Unstructured data lives up to its name. It does not reside on a corporate database, it does not use templates and the information users need is often buried in complex, free-form text. By combining text analytics tools with a common interface, UIMA strives to simply the task of parsing unstructured data and making it structured. It uses those components to identify the language of documents, finds words and roots of words, identify parts of speech, extract concepts and recognize relationships between words.
By open sourcing the UIMA framework, IBM shows its support for a standard way to search, analyze and present data. This means small firms like ClearForest, a Waltham, Mass.-based text analytics tool provider, can focus on their core search technology instead of infrastructure and interoperability.
"What IBM can bring to the table is a standardization for this type of interface.
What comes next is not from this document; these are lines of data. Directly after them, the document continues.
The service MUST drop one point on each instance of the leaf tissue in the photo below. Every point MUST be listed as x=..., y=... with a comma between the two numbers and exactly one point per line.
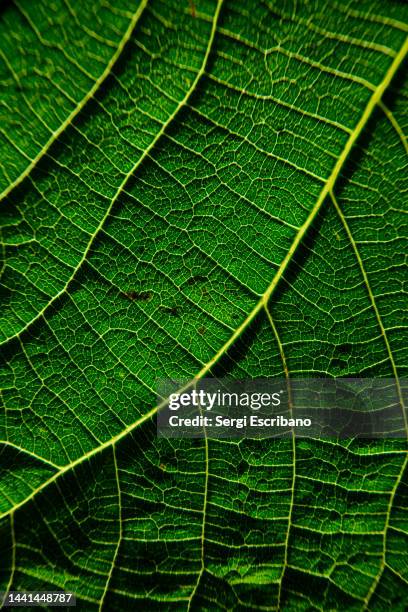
x=197, y=189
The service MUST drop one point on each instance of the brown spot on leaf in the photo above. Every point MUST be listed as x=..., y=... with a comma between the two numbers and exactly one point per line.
x=192, y=8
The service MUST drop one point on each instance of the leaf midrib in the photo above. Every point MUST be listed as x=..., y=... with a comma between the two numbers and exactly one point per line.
x=263, y=301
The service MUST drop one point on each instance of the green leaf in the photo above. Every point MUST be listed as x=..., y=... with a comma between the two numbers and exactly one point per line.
x=189, y=190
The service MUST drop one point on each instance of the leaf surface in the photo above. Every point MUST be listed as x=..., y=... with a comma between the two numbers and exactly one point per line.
x=223, y=194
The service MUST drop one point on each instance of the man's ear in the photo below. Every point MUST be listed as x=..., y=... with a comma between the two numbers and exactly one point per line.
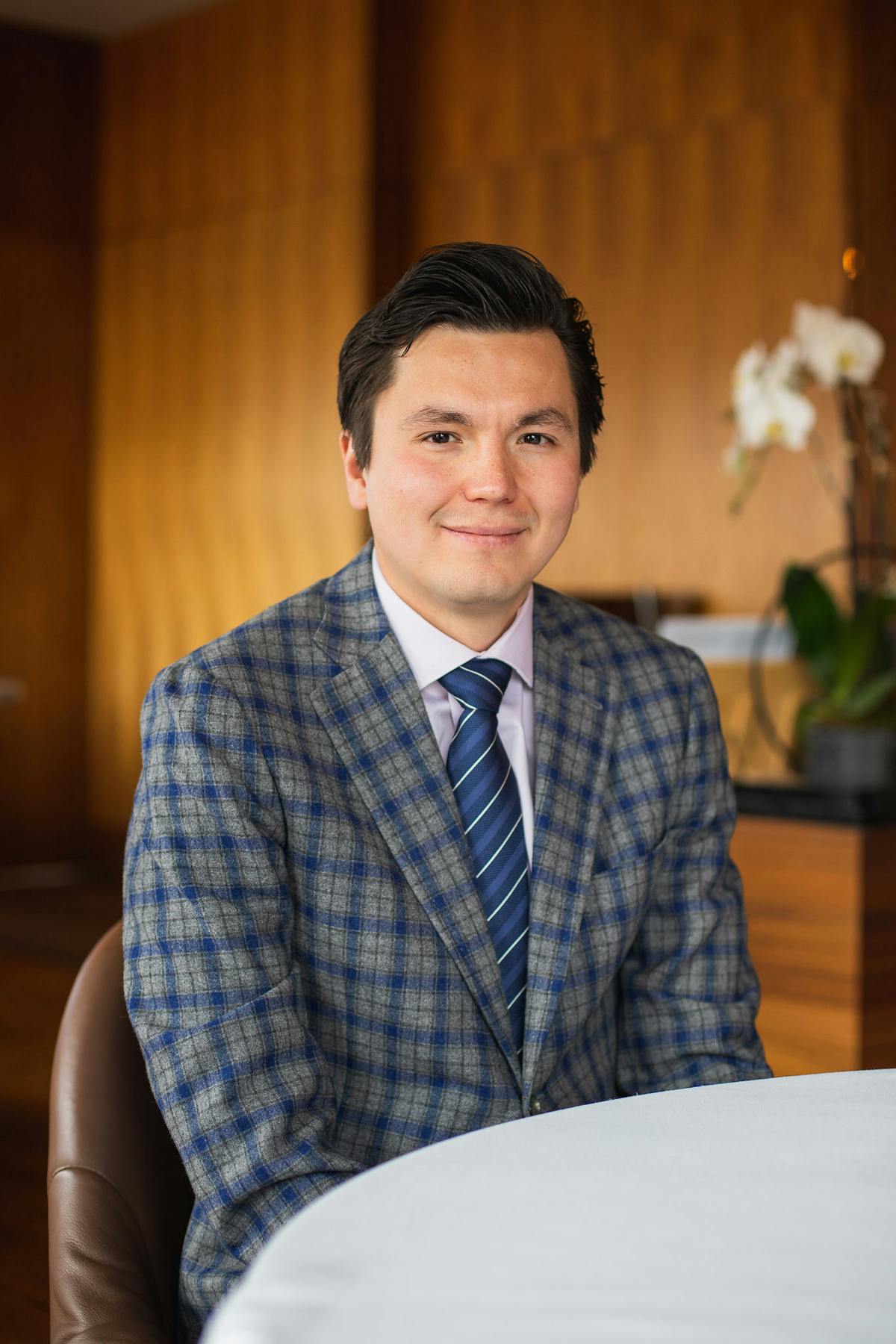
x=355, y=482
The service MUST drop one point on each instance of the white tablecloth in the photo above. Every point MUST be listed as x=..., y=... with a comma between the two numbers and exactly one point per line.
x=746, y=1213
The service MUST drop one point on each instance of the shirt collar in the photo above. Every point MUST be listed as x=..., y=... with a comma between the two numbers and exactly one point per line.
x=432, y=653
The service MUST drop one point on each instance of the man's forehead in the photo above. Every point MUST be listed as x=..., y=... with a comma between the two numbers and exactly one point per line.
x=448, y=364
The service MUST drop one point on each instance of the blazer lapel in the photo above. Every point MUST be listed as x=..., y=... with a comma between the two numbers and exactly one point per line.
x=574, y=727
x=375, y=717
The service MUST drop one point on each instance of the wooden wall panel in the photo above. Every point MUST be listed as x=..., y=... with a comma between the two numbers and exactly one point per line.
x=821, y=910
x=234, y=257
x=685, y=179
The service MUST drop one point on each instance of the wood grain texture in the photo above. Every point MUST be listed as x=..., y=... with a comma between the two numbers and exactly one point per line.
x=685, y=179
x=234, y=255
x=47, y=127
x=821, y=910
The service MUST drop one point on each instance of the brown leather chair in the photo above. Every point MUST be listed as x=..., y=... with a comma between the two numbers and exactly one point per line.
x=117, y=1194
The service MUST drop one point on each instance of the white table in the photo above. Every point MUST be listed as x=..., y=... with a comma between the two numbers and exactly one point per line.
x=746, y=1213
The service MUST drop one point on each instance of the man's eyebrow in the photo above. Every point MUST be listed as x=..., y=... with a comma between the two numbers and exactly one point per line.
x=444, y=416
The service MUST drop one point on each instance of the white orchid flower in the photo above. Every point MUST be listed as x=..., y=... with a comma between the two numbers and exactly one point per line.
x=774, y=414
x=748, y=373
x=835, y=347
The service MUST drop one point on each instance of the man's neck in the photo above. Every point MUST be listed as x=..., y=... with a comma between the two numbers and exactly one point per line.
x=476, y=628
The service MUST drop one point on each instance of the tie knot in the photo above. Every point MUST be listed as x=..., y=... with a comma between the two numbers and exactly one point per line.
x=480, y=683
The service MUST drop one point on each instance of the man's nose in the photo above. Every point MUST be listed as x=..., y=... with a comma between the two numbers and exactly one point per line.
x=491, y=473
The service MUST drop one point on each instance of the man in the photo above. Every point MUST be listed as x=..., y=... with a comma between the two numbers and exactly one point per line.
x=426, y=848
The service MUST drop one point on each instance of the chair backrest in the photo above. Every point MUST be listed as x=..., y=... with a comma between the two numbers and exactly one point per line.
x=119, y=1198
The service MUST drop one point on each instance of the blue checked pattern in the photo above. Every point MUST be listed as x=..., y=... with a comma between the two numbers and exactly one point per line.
x=308, y=964
x=489, y=804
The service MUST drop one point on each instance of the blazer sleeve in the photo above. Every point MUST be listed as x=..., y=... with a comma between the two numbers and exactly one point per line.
x=688, y=991
x=211, y=986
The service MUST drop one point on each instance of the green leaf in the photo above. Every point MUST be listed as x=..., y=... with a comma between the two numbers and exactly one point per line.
x=859, y=650
x=871, y=695
x=815, y=620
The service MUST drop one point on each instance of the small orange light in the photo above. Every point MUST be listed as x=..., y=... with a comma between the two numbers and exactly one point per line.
x=853, y=262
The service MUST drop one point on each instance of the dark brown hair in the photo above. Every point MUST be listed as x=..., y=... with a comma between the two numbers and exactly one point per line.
x=473, y=287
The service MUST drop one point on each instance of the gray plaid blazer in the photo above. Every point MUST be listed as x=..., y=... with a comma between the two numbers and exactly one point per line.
x=307, y=961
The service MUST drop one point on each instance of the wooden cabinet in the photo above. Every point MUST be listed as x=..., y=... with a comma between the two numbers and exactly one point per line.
x=821, y=909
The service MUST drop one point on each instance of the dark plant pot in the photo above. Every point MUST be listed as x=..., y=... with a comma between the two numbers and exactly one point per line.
x=850, y=757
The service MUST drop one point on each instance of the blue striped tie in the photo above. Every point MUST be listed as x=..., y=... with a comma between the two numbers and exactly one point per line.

They can muster the partner support and create and forge partnerships," said Jay Henderson, director of product marketing for ClearForest. "It validates the space that we're in to have a big vendor like IBM say that not only is this base emerging but it's important for companies."
Along with ClearForest, IBM's UIMA partners include Attensity, another text analytics firm, business news provider Factiva and business intelligence software maker Cognos.
Business intelligence tools produce both reports and forward-looking analyses. They have traditionally tapped into corporate databases, meaning that "the world of unstructured data was unusable," said Rupert Bonham-Carter, senior director of IBM alliances at Cognos. The tools could query unstructured text, he said, but in "no practical way."
Text analytics tools look at the relationship between an object and natural language, Bonham-Carter said. For example, they separate an e-mail into its sender, its subject and its body. In doing so, the unstructured data gains context and becomes structured.
"There is a lot of corporate knowledge that companies have trapped inside their unstructured data…that would be valuable to making decisions," Bonham-Carter said. With UIMA, he added, "There is a completely unlimited number of ways that people can deconstruct that text. Anything that makes unstructured data more structured is good for us because it's good for our customers."
Greg Gerdy, vice president of channel marketing at Factiva, said applying UIMA to the company's news-searching tools gives users a chance to look for patterns and trends among hundreds of news sources. A corporate communications division, for example, could research its own media placement and compare that to the attention competitors get.
"Because text mining is a relatively new commercial discipline, we're excited because this presents an opportunity to increase awareness and grow the market," Gerdy said.
With the latest version of its WebSphere Information Integrator OmniFind Edition, IBM claims the first commercially available software based on UIMA for content processing.